The country has just passed the 20th anniversary of a key component of our constitution.

The New Zealand Bill of Rights Act came into effect in 1990. To understand its value, we need to understand what it does.

It affirms the existence of a number of fundamental rights, none of which are controversial.

You have a right to life and a right not to be subjected to degrading treatment.

These are rights enjoyed by all, including by the victims of crime.

There are various rights that are essential for a participatory democracy, from the right to vote to the right to freedom of association or freedom of expression which extends to the corporations that produce most of our media.

There are rights not to be discriminated against and rights to cultural identity.

These rights are clearly key components of what makes Aotearoa a place that ranks among the best countries to come to.

And there are minimum rights to ensure that criminal trials are fair. Even in this apparent age of popular punitiveness, all but a very few would accept that a criminal justice system doesn't count for much if it does not achieve justice.

These rights were developed over centuries as common standards appropriate for a civilised society.

They were the subject of lengthy discussion within the United Nations before being formulated in the International Covenant on Civil and Political Rights 1966, to which New Zealand is a party.

And so they are rights enjoyed by all residents of New Zealand in international law.

The first thing the NZ Bill of Rights Act does is to affirm that these rights exist in law and can be raised in the courts here.

The real genius of the act is how it incorporates those rights while preserving the central role of Parliament to pass laws.

It makes clear that a statute that is inconsistent with the rights set out continues to be valid - so we do not have a regime that allows the judges to strike down laws.

But this power in Parliament to breach fundamental rights, and so fail to abide by New Zealand's obligations under international human rights law, is a power that must be exercised on an eyes wide-open basis.

The Attorney-General has to report on the risk that a particular bill before Parliament might be treading on hallowed turf, and the judges are given the obligation to do what they can when construing the language of a statute to adopt an interpretation that is consistent with those rights.

It is this last obligation that is the key tool under the NZ Bill of Rights Act.

It allows the judges, when ruling what a statutory phrase actually means, to do what they can to reach a solution that is consistent with human rights.

Given the fundamental importance of those rights, that seems obviously sensible.

But does it mean that a group of be-robed but unelected judges have taken over from the legislature?

Far from it. Parliament has conferred the eminently judicial role of protecting New Zealand from an inadvertent breach of human rights by providing that Parliament's words should be construed not to breach those fundamental rights unless there is no alternative but to reach that unhappy conclusion.
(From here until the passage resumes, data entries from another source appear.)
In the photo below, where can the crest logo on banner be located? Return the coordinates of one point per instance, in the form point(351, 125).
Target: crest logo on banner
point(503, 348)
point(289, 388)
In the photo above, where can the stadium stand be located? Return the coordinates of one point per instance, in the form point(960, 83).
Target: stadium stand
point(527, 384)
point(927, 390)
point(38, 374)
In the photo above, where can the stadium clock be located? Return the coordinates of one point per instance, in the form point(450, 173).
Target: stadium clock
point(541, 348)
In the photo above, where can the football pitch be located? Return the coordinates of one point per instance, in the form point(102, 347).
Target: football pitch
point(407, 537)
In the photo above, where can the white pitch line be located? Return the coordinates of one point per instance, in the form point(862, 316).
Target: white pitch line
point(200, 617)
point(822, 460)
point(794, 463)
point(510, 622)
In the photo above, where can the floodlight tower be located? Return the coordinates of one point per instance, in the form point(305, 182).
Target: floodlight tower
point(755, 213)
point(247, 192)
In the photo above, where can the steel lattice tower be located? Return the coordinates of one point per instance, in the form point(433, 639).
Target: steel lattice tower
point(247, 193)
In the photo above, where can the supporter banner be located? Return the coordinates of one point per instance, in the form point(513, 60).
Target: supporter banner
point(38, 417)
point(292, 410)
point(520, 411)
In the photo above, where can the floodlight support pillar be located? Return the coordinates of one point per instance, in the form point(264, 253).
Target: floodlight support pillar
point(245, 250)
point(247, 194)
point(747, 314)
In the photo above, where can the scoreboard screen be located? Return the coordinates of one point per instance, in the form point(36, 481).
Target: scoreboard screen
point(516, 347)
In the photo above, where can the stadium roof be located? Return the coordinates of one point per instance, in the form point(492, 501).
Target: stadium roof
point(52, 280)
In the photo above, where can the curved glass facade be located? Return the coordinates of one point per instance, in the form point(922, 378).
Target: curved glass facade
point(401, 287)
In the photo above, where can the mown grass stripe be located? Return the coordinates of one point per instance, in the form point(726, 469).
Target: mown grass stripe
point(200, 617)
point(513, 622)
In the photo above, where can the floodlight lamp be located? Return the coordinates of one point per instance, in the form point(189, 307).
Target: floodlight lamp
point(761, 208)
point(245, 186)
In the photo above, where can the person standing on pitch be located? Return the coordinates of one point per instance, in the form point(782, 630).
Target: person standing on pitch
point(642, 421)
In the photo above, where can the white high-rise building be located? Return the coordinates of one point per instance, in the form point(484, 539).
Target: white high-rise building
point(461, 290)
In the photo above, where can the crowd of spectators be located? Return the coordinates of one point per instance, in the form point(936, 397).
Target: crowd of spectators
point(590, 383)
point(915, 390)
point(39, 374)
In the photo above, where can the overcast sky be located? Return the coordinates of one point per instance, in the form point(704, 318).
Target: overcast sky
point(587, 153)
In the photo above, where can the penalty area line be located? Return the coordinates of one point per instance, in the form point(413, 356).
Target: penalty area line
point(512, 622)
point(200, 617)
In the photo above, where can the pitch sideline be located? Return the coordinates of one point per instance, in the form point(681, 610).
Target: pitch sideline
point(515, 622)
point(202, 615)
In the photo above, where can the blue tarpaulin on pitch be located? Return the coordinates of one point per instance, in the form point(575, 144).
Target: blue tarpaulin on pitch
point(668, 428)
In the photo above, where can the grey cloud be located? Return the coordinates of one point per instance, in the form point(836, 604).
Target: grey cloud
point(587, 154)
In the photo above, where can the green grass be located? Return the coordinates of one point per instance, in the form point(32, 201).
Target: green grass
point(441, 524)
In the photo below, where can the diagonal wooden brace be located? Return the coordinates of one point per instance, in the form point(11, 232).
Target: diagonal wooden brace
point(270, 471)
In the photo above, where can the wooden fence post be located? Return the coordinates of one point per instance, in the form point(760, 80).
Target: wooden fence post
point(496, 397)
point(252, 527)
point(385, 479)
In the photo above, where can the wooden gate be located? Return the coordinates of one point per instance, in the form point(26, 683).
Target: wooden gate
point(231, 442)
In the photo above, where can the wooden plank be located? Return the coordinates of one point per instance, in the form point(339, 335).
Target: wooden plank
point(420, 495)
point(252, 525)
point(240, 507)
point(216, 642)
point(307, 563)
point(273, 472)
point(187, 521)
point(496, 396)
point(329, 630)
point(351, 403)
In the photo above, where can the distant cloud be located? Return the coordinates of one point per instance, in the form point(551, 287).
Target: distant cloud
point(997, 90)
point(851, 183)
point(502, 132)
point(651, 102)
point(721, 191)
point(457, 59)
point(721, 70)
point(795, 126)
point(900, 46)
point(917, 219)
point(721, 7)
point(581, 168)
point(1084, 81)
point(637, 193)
And the simple fact remains that Parliament can always overturn the effect of any judicial decision by passing further legislation using language that makes it abundantly clear that it wishes to breach fundamental rights.

That will ensure that Parliament confronts the fact that it is going against such important principles.

Given that the Human Rights Committee of the United Nations provides a forum for the actions of the New Zealand Government to be examined by a panel of lawyers for consistency with human rights standards, the real impact of the NZ Bill of Rights Act is that it allows that review be carried out by home-grown judges.

In a country that is proud of its exports, it is worth noting that the scheme has been adopted in several jurisdictions abroad.

The techniques invented by the drafters of the NZ Bill of Rights Act were copied by the Parliament of the United Kingdom as a central component of the major constitutional reforms of the late 1990s, which included the first modern-era enactment of a human rights framework in the form of the Human Rights Act 1998.

The central concern of the Westminster Parliament was that its legislation was reviewed for human rights compliance abroad - in the UK's case by the judges of the European Court of Human Rights - rather than by the domestic courts.

And so it adopted the New Zealand model as a method of bringing rights home to the domestic context.

The Irish Oireachtas followed the New Zealand model in 2003: its European Convention on Human Rights Act works in the same way, and was chosen in preference to an amendment to the Irish Constitution.

There has even been movement that allows one to mention "protection of human rights" and "Australia" in the same sentence, with statutes in the Australian Capital Territory and Victoria that take the model from this side of the Tasman.

Why this imitation? It could just be that the NZ Bill of Rights Act meets the test credited to Albert Einstein that "Everything should be made as simple as possible, but not simpler".

In other words, the act is a legislative pearl that other jurisdictions have concluded is an obviously good idea and should be copied.

So the 20th anniversary of the act coming into effect is something of which we can rightly be proud.

Kris Gledhill is a senior lecturer in law at the University of Auckland.